En cazip konu dolardaki yükseliş olduğu için onla başlayalım. Dolar neden yükseliyor?
Hükümet yetkilileri daha çok dış etkenlerle açıklamaya çalışıyorlar. Doğru, Türkiye benzeri ülkelerde Trump’ın seçilişiyle birlikte yerel paralarda bir değer kaybı söz konusu. Bu Brezilya’da oldu, G. Afrika’da oldu, Türkiye’de oldu, Kore’de oldu, hepsi için geçerli. Bunun nedeni şu: Trump her ne kadar Amerika’da yoksullardan, küreselleşme sürecinin mağdurlarından oy aldıysa da ekonomi politikaları gerek gelir vergilerini gerek kurumsal vergileri düşürmeye ve bütçe harcamalarını artırmaya dayalı. Özellikle alt yapı yatırımları için. Bu da yeni ihaleler, projeler demek. Bu nedenle yurtdışında para tutan Amerikalı çokuluslu şirketler paralarını Amerika’ya geri getirdiler, borsalar yükseldi. Çünkü şirketlerin kar potansiyelleri önümüzdeki yıllarda artacaktı. Bunun için gereken para -çünkü trilyon dolarlara ifade edilen miktarlar- büyük oranda Amerikan hazine kağıtlarının satışından geldi. Bir kağıdı sattığınız zaman onun faizi yükselir, böylelikle Amerikan Doları cinsinden kağıtlar daha cazip hale geldi. Bir de ülkenin bütçe açığı artacağı için (bir ülkenin bütçe açığı artar borçlanma ihtiyacı artarsa, ister istemez daha zor borçlanır, faizi yükselir) Türkiye gibi ülkeler cazip olmaktan çıktılar ve bütün benzer ülkelerin paraları değer kaybetti. Doların değer kaybının bir kısmını bu etmenle açıklamak mümkün. Ama Türkiye’nin kendine özgü koşulları da bunda çok önemli rol oynadı. Bir karşılaştırma yapmak gerekirse Meksika, ticaretinin yüzde 85’ini başta Amerika olmak üzere NAFTA ülkeleri ile yapar, onun parası yüzde 4 değer kaybetti. Türkiye’nin ihracatında Amerika; Almanya,İngiltere, İtalya, Irak’tan sonra gelen bir ülke. Yani Türkiye’nin bu kadar etkilenmesi için bir neden yoktu aslında. Birinci nedeni bu, kısmi açıklama. İkinci nedeni Türkiye’nin ekonomik göstergeleri çok bozuk, çok ciddi borçları var, Türkiye’nin dış borçları 420 milyar doları geçti.

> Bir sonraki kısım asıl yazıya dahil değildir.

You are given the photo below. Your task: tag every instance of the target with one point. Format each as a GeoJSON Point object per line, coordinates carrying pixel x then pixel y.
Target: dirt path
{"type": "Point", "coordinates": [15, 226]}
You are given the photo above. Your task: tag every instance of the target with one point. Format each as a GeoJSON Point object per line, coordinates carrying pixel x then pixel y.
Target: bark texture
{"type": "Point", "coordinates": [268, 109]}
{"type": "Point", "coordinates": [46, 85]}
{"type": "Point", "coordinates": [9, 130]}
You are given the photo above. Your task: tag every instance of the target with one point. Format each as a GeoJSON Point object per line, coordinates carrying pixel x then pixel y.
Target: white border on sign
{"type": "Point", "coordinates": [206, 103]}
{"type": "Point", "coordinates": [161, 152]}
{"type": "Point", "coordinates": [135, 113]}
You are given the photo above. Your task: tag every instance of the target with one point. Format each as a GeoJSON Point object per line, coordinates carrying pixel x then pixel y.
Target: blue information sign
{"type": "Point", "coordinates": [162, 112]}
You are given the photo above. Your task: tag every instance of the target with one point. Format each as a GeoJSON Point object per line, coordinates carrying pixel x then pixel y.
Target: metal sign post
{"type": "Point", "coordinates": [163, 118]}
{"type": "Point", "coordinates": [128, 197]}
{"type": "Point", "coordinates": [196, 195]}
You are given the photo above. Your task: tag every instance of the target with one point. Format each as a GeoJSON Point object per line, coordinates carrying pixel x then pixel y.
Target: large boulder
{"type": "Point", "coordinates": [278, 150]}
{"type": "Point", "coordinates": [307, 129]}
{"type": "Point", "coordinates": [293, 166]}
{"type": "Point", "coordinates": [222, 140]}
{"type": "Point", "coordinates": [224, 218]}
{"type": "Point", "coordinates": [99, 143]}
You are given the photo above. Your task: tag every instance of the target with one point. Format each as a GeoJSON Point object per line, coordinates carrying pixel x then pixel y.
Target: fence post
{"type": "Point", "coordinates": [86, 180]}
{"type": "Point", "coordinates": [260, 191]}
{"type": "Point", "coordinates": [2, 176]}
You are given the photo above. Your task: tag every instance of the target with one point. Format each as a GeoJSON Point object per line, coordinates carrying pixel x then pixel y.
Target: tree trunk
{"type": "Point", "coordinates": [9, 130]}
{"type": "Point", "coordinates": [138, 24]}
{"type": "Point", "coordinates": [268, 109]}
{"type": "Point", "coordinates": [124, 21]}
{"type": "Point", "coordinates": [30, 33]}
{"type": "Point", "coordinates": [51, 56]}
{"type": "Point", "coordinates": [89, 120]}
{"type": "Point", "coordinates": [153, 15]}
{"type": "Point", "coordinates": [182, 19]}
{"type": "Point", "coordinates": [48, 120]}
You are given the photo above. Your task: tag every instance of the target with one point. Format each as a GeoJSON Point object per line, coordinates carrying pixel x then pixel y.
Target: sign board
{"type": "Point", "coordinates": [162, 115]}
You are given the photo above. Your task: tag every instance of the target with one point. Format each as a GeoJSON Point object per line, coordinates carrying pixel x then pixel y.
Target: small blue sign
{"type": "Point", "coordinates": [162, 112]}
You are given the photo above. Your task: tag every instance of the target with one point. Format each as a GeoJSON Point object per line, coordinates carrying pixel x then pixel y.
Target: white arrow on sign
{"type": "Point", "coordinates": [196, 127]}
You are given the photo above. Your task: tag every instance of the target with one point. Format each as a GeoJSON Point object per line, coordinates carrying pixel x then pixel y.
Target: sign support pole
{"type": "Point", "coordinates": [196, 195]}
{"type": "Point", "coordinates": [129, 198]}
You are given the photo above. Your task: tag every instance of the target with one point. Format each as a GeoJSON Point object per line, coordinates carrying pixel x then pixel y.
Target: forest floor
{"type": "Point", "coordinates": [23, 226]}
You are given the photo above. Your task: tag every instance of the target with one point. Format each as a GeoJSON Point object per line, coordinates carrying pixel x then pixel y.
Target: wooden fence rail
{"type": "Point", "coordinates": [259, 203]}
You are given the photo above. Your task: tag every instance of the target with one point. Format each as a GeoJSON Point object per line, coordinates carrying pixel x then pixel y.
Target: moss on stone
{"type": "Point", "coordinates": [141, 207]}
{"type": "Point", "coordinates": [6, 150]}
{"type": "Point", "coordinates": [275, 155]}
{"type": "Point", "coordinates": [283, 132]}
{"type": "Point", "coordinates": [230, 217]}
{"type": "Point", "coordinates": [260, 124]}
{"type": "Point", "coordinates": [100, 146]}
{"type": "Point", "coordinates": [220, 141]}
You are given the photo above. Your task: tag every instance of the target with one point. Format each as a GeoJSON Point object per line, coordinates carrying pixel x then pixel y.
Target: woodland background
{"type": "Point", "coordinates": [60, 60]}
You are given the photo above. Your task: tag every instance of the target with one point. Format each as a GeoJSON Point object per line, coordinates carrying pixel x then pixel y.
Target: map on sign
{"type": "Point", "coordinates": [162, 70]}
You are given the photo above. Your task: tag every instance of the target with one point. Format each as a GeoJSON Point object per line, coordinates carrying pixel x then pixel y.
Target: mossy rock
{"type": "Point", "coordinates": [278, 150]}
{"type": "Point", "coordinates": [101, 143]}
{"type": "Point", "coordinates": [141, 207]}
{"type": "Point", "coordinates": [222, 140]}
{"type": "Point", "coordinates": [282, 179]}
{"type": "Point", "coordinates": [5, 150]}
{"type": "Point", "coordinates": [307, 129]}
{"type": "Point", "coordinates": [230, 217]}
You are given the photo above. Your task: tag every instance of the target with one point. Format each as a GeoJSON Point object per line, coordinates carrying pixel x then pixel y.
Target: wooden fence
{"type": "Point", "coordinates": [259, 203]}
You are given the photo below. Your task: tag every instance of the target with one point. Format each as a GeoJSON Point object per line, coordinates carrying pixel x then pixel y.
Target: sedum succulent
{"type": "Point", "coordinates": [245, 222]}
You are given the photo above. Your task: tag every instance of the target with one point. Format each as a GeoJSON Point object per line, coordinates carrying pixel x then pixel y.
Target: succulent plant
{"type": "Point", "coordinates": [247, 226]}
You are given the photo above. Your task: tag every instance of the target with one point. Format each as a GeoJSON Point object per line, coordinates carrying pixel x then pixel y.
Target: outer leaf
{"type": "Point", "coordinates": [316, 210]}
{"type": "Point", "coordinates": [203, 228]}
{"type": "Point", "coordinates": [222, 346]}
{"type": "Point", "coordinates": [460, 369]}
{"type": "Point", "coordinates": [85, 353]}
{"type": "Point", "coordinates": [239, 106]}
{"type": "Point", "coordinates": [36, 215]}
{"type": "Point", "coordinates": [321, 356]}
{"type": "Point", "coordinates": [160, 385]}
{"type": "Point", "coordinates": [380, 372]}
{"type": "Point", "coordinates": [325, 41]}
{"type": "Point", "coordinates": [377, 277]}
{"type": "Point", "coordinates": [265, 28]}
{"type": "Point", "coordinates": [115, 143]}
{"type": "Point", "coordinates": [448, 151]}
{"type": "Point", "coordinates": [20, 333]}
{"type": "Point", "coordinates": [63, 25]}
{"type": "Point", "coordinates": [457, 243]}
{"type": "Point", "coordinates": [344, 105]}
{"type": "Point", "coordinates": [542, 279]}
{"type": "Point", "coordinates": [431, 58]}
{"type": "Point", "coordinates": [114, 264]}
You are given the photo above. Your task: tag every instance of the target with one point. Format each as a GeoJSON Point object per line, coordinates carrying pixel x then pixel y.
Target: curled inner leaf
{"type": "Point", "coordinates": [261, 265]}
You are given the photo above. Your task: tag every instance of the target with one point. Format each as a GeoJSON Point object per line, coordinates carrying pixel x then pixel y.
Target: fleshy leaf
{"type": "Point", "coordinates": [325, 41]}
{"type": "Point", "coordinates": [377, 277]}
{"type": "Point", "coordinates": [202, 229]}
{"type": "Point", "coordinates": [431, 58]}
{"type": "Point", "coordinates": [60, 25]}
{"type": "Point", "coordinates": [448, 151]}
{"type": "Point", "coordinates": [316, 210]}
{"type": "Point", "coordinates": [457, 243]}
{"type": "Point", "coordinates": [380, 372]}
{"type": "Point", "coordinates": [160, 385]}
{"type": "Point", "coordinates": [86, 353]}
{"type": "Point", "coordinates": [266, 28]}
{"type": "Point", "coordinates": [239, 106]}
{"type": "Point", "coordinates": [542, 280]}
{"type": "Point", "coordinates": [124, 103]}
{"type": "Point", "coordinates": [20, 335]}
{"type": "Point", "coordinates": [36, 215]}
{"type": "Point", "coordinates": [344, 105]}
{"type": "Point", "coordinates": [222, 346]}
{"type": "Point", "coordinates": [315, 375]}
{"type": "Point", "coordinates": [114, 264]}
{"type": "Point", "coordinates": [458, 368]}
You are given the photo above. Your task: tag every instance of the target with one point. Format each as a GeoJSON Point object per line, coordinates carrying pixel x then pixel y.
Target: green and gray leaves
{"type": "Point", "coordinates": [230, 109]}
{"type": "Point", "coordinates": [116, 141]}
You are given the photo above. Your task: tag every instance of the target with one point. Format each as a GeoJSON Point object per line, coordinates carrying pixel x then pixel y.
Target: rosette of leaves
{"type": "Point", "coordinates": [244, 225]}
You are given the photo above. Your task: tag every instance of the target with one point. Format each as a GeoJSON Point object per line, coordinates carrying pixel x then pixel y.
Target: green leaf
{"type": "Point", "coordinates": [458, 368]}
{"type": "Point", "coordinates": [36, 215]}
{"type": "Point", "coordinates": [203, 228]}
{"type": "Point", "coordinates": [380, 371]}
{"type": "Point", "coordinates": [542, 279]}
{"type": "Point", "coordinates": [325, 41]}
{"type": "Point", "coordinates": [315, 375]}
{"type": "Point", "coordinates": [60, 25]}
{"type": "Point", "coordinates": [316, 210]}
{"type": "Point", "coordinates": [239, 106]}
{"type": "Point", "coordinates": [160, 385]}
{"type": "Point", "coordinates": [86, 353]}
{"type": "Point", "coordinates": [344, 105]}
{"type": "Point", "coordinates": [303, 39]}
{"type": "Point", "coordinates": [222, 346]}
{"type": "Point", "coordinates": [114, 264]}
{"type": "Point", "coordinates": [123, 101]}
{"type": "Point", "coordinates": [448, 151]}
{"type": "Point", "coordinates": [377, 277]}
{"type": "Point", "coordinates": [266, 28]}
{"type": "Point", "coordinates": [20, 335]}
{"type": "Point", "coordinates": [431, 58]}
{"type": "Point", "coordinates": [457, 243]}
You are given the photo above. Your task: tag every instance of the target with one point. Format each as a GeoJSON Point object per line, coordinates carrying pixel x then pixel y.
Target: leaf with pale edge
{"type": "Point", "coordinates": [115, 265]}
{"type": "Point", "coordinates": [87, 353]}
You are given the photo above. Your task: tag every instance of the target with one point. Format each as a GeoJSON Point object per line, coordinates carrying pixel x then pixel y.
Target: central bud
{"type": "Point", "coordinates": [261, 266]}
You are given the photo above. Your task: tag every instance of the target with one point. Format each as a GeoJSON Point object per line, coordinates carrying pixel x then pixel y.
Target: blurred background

“Yaklaşık 300 milyar dolar civarında döviz borcu var reel sektörün. Ekonominin aslında yumuşak karnı burası, buralarda döviz biraz daha sıçrar da şirketlerin borçlarını ödemesinde sıkıntı çıkarsa iflaslar başlayacak. Bu da zincirleme bir etki yaratacak.”
Özellikle özel sektörün borcu var, değil mi?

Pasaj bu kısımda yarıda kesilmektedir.